Jesus lived as he died. Sadly, he was deeply misunderstood, but this did not stop him from living out his mission to love right to the bitter end. The question I’m left with tonight is, can you do everything you know to be right and still end up suffering tremendously? Can we walk a path of love and integrity and still end up in darkness? I think Jesus would remind us this night that his suffering, and our own suffering and times of darkness are NOT signs that we are somehow out of step with the will of God.
Of course, none of us have done everything right, and we all suffer for our mistakes, but more often than not our suffering is not a sign that we are doing something wrong, but maybe rather, that we are doing something very right in a world that doesn’t not recognize or know how to receive real love. The cross today is our case in point. Jesus was reviled and hated and mocked. He begged for water. What did he do wrong? What sin did he commit? What terrible crime had he done?

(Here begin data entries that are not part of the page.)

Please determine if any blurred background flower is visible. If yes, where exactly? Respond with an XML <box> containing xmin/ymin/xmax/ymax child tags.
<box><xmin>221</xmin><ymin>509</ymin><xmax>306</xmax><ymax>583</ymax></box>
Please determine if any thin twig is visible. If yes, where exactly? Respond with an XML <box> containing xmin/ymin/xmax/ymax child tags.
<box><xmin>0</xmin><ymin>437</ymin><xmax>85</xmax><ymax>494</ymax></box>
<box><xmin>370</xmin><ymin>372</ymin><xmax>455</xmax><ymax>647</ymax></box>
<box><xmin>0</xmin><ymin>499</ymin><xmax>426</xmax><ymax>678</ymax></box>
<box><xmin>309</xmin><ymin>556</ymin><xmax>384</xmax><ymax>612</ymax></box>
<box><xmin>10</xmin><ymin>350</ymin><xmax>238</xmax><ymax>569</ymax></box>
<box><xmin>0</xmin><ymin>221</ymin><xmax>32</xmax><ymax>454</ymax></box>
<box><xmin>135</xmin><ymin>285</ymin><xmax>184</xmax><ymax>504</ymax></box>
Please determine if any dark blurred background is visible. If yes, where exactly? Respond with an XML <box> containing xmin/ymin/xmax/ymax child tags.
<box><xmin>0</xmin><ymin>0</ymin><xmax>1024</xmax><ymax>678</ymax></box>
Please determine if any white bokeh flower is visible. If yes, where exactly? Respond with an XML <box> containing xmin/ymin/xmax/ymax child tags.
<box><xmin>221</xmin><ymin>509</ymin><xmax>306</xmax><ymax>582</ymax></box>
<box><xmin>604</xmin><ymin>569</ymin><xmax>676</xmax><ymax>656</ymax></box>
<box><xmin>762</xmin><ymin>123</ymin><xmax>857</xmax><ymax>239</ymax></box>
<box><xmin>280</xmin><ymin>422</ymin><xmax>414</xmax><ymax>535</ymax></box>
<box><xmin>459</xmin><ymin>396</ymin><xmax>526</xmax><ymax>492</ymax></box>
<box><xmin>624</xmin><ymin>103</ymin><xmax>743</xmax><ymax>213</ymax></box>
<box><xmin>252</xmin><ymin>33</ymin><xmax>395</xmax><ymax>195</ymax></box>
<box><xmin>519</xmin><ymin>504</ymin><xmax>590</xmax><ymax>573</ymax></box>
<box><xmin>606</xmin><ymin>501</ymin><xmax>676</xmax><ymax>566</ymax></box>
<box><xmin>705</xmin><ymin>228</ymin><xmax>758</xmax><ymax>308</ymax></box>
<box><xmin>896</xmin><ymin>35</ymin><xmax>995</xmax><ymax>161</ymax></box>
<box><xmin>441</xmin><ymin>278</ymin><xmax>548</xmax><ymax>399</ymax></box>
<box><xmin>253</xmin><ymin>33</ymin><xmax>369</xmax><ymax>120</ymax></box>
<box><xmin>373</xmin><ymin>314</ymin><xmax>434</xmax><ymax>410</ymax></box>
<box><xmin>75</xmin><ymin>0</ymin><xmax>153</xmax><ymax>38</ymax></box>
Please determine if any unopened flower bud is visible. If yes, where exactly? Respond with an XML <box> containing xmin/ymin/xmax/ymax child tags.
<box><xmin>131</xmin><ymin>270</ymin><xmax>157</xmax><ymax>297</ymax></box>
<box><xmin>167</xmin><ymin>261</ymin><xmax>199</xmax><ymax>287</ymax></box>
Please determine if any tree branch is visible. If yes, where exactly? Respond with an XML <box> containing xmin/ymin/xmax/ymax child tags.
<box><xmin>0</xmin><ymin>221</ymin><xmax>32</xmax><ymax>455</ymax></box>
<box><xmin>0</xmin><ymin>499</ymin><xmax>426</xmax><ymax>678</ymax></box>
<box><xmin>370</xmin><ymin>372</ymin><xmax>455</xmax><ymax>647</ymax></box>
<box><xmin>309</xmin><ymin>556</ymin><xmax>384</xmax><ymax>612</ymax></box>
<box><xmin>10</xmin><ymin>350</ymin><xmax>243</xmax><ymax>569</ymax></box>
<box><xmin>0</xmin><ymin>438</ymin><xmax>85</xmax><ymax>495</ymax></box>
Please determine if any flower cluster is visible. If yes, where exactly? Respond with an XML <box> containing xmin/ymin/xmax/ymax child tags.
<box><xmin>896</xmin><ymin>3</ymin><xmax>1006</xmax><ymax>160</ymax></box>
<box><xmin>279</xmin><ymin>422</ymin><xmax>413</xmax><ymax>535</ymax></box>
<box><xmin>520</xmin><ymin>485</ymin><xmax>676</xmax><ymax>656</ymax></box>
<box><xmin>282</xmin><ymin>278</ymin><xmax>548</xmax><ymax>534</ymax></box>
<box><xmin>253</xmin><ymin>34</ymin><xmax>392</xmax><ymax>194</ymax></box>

Darkness and confusion in our pain is part of life, part of being human, and Jesus lived that humanness to the full today and even as he suffered, he showed us the way. In a very mysterious way this sad night, I still feel his Spirit with us, right here with us as we break bread together. Comforting us. Telling us “Peace be with you”, like he always said. I feel like somehow, even in the wake of such a great failure of our mission, I still believe no love is lost in the universe, and Jesus loved more than anyone I have ever known, and that somehow His love will reverberate through history. His story will live on, in us.
He changed me, I’m a wholly different person than when I first met Him. Transformed. Alive when I was dead, and that is something no Roman soldier or religious authority can ever take away from me. I will always consider myself a follower of Jesus and will do my best to love as bravely as He did today, even in the face of death.
We all followed Jesus as he walked from town to town telling people that God loves them and that God forgives them, that God accepts us as we are not as we think we should be. Just as we are, right now. This is what Jesus did, for all those people, and for me. Jesus saved me. His love healed and saved me. May His Spirit and His great love live on forever in us.